While fundamentally the ‘task’ of the network was changed here this necessarily involved changes to multiple parts of the system and this is desirable as it tests the robustness of effects to major state change. The same input set as system state 1 was employed but now all 1 s within 140 rows of the 256 row input set were converted to a number from a random uniform distribution between 0 and 0.5, with each row receiving a different random number. This procedure was repeated 20 times to produce inputs for the 20 replicates per network architecture type (SNMN, PMN or FCNMN). If one wishes to apply a visual analogy to the input–receiver system; we have modelled, the 116 inputs that are unmodified are visually ‘intense’, whereas the modified inputs are visually ‘dull’. The task of the network was to respond with high output activity to the ‘dull’ inputs (output > 0.5) and to respond with low activity (output < 0.5) to the ‘intense’ inputs. Formally, fitness was defined as (the number of correct responses i.e. output > 0.5 to the size-140 input subset)/140 × (the number of correct responses i.e. output < 0.5 to the remaining 116 inputs)/116. Some aspects of this new input-task system (numbers of inputs in the ‘dull’ subset, decision to ‘accept’ rather than reject dull inputs) are, within bounds, arbitrary and were chosen in some cases simply to ensure the system differed substantially from state 1.

### (c) System state 3

The system was as state 1 but the task of the network was now to respond with an output > 0.9 to the designated size 100 subset of inputs while minimizing response (output < 0.9) in response to the remaining 156 inputs.

### (d) System state 4

The system was as state 1 but *β* of the activation functions of nodes/neurons was set to 0.1. This had the effect of reducing the extent to which node output varied as a result of variation in summed input into the node, i.e. nodes were less ‘sensitive’.

### (e) Analysis

We measured mean fitness with 95% CIs at generation 1000 (a measure which we refer to as ‘speed’ of training for convenience, as it relates the rate at which fitness is gained during the training period in which fitness is gained at a high rate) for each network architecture/network size class combination and again at 10 000 generations by which time most network fitness trajectories had plateaued (we refer to this measure as network ‘ultimate fitness'). The only exception was in system state 2. The task in this system state is easy relative to that in the other system states and networks achieved a high fitness asymptote within 100 generations. We, therefore, quantified performance at 15 and 500 generations of training as measures of ‘speed’ and ‘ultimate performance’, respectively. Variances of datasets to be compared statistically were invariably homogeneous and data were generally normal, so we compared means of the modular network with the non-modular networks within network size classes using *t*-tests. While we have been selective in the comparisons we have undertaken, this still amounts to a considerable number of statistical comparisons across the whole analysis. Comparisons of marginal significance at *α* = 0.05 should be viewed sceptically by the reader. We also quantified the performance of the modular network relative to each of the non-modular networks as effect size, *d*, calculated as eqns 1 and 2 of [18] (figure 6).

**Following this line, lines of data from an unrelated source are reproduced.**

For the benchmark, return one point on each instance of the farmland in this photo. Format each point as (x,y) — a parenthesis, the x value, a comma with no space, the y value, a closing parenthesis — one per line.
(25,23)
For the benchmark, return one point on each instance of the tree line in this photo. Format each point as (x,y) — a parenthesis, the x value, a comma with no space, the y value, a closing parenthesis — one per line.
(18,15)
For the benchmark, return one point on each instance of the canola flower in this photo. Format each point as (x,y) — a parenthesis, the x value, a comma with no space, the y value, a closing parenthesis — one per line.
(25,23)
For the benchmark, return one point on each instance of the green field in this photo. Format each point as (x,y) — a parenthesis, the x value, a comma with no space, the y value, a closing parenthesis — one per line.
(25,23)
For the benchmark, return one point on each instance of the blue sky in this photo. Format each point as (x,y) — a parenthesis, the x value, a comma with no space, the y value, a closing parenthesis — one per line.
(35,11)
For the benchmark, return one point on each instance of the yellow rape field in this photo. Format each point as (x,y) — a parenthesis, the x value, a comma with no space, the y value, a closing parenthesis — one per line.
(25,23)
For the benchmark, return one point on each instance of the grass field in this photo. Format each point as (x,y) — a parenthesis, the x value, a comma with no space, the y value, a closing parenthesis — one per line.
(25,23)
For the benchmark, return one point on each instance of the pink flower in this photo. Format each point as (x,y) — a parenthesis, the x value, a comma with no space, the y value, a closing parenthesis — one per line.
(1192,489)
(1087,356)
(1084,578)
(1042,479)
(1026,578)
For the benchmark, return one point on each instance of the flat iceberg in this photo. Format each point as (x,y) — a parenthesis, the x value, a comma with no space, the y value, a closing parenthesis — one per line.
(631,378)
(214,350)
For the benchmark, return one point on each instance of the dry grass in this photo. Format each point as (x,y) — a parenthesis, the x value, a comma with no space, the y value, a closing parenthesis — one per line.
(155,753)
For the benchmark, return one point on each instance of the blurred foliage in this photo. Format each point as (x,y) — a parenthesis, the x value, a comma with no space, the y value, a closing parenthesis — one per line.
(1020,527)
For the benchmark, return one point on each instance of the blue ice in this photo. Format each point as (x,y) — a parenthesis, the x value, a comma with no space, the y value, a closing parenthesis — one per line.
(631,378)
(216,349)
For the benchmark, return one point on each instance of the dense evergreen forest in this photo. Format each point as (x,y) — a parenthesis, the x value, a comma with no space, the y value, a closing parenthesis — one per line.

### (f) Finer-scale analysis of how network fitness varies with networks size

Networks were conformed as state 1 but their size was varied in numerous steps. Sizes considered were 16/8, 24/12, 48/24, 72/36, 96/48, 120/60, 144/72 (number of nodes in input layer/number in hidden layer, all networks had one output node). Simulations were run exactly as before but using only five replicates per network type/size combination owing to computational constraints.

## 3. Results

We have presented all data as means with 95% CI and associated statistical significances in figures 1⇑⇓⇓–5, however, readers may wish to concentrate on figure 6 where all data are presented in a single figure as effect size relative to the modular network. In system states 1–3, there is a pronounced and consistent effect. The performance of the modular PMN relative to the non-modular FCNMN is much greater in large networks compared with small networks. In system state 1, in small networks, PMN performs pronouncedly worse than FCNMN both at 1000 and 10 000 generations. In large networks in systems state 1, however, PMN performs significantly better than FCNMN at 1000 generations and the same as FCNMN at 10 000 generations. In small networks in system state 2, there is no difference between the performance PMN and FCNMN, but in large networks PMN performs better than FCNMN at both 15 and 500 generations of training. In small networks in system state 3, PMN performs significantly worse than FCNMN at both 1000 and 10 000 generations. In large networks, however, there is no significant difference in the performance of these networks.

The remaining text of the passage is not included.